The Blackhawks have just as much depth as the Kings. They have a mobile, puck-moving defense that can diffuse the Kings’ forecheck. But the ’Hawks had trouble in the second round when the Wings outworked them and got great goaltending, and the Kings, with their size and grit and Quick, are even more capable of doing the same.
4. Boston Bruins
In 2011, the Bruins fell behind in their first-round series with the Montreal Canadiens, 2-0. Had they lost, it likely would have meant the end of coach Claude Julien and maybe others. They ended up winning the series in overtime of Game 7, then swept the Flyers in the second round on their way to the Cup.
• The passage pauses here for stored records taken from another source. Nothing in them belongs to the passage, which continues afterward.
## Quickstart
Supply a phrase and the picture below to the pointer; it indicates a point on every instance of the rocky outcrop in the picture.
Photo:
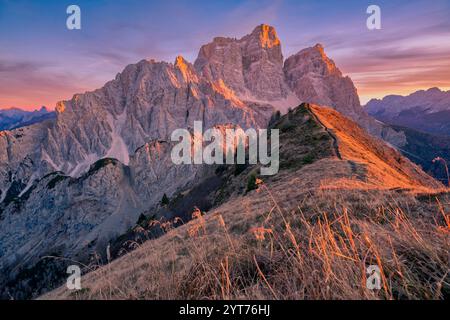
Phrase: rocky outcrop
(424, 110)
(70, 184)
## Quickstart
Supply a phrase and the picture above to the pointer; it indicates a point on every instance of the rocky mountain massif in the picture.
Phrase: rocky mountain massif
(71, 185)
(423, 119)
(425, 110)
(342, 200)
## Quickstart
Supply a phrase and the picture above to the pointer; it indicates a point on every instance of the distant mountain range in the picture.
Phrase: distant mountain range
(15, 118)
(424, 110)
(71, 186)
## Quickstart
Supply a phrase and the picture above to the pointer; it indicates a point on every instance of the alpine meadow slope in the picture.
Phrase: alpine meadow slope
(72, 186)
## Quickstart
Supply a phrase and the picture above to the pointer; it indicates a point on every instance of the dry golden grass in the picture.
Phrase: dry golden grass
(307, 233)
(262, 246)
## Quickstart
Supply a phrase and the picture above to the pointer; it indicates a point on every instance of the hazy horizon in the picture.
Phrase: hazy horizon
(42, 62)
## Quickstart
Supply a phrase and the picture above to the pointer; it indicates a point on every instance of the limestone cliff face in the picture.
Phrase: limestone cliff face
(57, 191)
(251, 66)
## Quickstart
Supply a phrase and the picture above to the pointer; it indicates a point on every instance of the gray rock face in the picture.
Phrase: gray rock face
(315, 78)
(252, 66)
(92, 198)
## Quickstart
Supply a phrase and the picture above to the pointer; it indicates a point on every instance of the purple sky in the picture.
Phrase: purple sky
(41, 62)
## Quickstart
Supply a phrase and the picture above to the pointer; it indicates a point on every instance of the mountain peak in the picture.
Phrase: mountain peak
(267, 36)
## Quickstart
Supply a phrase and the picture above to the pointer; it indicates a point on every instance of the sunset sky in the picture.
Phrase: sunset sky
(42, 62)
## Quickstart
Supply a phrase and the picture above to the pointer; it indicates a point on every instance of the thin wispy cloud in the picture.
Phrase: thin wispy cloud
(42, 62)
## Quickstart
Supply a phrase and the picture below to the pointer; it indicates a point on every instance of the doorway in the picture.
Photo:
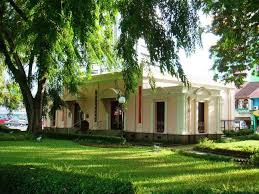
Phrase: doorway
(201, 117)
(160, 117)
(78, 115)
(116, 116)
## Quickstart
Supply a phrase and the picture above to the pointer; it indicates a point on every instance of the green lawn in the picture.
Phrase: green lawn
(248, 145)
(150, 171)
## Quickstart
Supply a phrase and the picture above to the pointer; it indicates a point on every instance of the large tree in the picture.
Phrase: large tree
(237, 25)
(47, 41)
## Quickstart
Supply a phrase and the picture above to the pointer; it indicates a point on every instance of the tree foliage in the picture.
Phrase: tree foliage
(236, 23)
(10, 95)
(166, 26)
(47, 42)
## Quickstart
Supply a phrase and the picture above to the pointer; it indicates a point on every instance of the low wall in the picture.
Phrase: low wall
(169, 138)
(117, 133)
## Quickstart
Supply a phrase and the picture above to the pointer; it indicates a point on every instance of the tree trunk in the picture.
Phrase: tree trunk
(35, 120)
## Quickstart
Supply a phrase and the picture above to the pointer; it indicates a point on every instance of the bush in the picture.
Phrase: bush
(15, 136)
(206, 143)
(84, 139)
(28, 179)
(241, 132)
(255, 159)
(5, 129)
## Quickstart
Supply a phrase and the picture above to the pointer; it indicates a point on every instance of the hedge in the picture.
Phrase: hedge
(86, 138)
(4, 129)
(241, 132)
(28, 179)
(15, 136)
(233, 153)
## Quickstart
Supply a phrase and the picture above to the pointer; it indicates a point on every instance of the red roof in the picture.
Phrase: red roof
(247, 90)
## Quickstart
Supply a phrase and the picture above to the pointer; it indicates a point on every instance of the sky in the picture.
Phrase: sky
(198, 65)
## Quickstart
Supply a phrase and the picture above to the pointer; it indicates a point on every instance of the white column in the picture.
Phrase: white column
(181, 114)
(218, 114)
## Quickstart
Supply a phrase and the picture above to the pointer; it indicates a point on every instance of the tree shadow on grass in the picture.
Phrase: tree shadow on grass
(30, 179)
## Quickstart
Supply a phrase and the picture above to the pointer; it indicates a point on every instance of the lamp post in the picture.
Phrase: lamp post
(122, 101)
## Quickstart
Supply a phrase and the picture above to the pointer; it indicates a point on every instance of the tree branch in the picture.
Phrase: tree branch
(18, 10)
(30, 69)
(13, 52)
This year, the Bruins pulled ahead in their first-round series with the Toronto Maple Leafs, 3-1. But they lost the next two and faced a 4-1 deficit in the third period of Game 7. Had they lost, it likely would have meant the end of Julien and maybe others. They ended up scoring three goals – two in the final two minutes – to tie the game. They won in overtime, then blew through the New York Rangers in five games in the second round.
This is virtually the same deep, balanced, experienced team that won the Cup two years ago. Tim Thomas isn’t in goal anymore. But Tuukka Rask is up to the task – and has Zdeno Chara and Patrice Bergeron in front of him – and the Bruins have found a little bit of that magic. They suffered injuries to three veteran defensemen: Dennis Seidenberg, Andrew Ference and Wade Redden. Yet youngsters Torey Krug, Matt Bartkowski and Dougie Hamilton stepped right in against the Rangers.
Krug has four goals and five points in five games. Let’s repeat that. Let’s let that sink in. Krug, a 5-foot-9, 22-year-old rookie defenseman, a guy who was never drafted and has only three games of regular-season experience, has four goals and five points in five playoff games. It is an amazing story.
Problem is, it’s not sustainable, and it’s not good that Krug has more goals than Jaromir Jagr (zero), Tyler Seguin (one) and Brad Marchand (two) combined.
In 2011, the Bruins battled through two seven-game series in the final two rounds. They might have to do the same again to win the Cup again. But do you think they’re afraid of that when they’ve done it before? Do you think big, bad Milan Lucic is intimidated? If the Indiana Pacers can play with the NBA’s Heat – that Eastern Conference final is tied, 2-2 – don’t you think the Bruins can play with the NHL’s?
Don’t you think that in this tournament of champions it’s anyone’s Cup?